PI: Geoffrey Sampson
LEXSYS: Analysis of Naturally-occurring English Text with Stochastic Lexicalized Grammars
The project developed a robust wide-coverage parsing system for English text, exploiting a combination of statistical techniques involving online corpora, inheritance hierarchies for imposing structure on NLP data, and lexicalised grammars.
PIs: David Weir, John Carroll
POLYLEX
The project developed an inheritance-based trilingual lexicon for the core vocabulary of Dutch, English and German using inheritance networks to share information across the languages at all levels of linguistic description.

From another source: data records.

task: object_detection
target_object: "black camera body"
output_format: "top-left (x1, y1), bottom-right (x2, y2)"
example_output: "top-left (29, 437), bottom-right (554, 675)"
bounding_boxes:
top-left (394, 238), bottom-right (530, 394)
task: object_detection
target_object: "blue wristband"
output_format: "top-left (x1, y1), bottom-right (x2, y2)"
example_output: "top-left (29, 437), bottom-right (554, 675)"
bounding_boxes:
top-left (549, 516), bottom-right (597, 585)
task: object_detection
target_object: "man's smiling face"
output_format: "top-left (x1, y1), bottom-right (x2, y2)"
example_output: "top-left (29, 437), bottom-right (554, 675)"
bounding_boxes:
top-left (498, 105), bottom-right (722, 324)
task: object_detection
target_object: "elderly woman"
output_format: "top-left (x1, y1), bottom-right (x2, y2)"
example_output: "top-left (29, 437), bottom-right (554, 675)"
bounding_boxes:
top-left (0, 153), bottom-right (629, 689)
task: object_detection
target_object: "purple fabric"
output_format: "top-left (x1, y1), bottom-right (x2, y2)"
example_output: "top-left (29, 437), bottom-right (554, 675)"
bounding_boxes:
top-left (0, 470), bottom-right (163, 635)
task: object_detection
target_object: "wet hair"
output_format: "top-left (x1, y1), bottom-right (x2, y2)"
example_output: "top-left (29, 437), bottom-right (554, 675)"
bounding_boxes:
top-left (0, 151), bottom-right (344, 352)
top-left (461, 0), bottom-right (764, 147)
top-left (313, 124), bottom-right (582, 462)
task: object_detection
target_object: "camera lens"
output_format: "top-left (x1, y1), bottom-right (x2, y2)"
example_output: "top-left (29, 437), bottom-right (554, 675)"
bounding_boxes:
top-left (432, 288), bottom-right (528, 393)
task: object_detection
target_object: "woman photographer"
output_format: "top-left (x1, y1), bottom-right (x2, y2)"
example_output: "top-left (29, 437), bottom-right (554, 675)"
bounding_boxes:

PIs: Gerald Gazdar, Lynne Cahill
SPARKLE: Shallow Parsing for Acquisition of Lexical Knowledge
The project developed shallow parsing technology in English together with corpus-based lexical acquisition techniques, for deployment by collaborators in prototype multilingual information retrieval and speech dialogue systems.
PI: John Carroll
SUSANNE: Surface and Underlying Structural Analysis of Natural English
The project designed an annotation scheme for English, and produced a 130,000-word corpus of written (American) English annotated in accordance with the scheme. The SUSANNE Corpus is freely available without formalities for use by researchers anywhere.
PI: Geoffrey Sampson
POETIC: POrtable Extendable Traffic Information Collator
The POETIC project involved the development of a research prototype software system, based on natural language processing and expert system technology, which accepts 'live' police reports about traffic incidents, recognises information of relevance to other motorists, formulates suitable advisory messages, and coordinates message delivery to motorists via media such as paging, cellular radio, and the Radio Data System.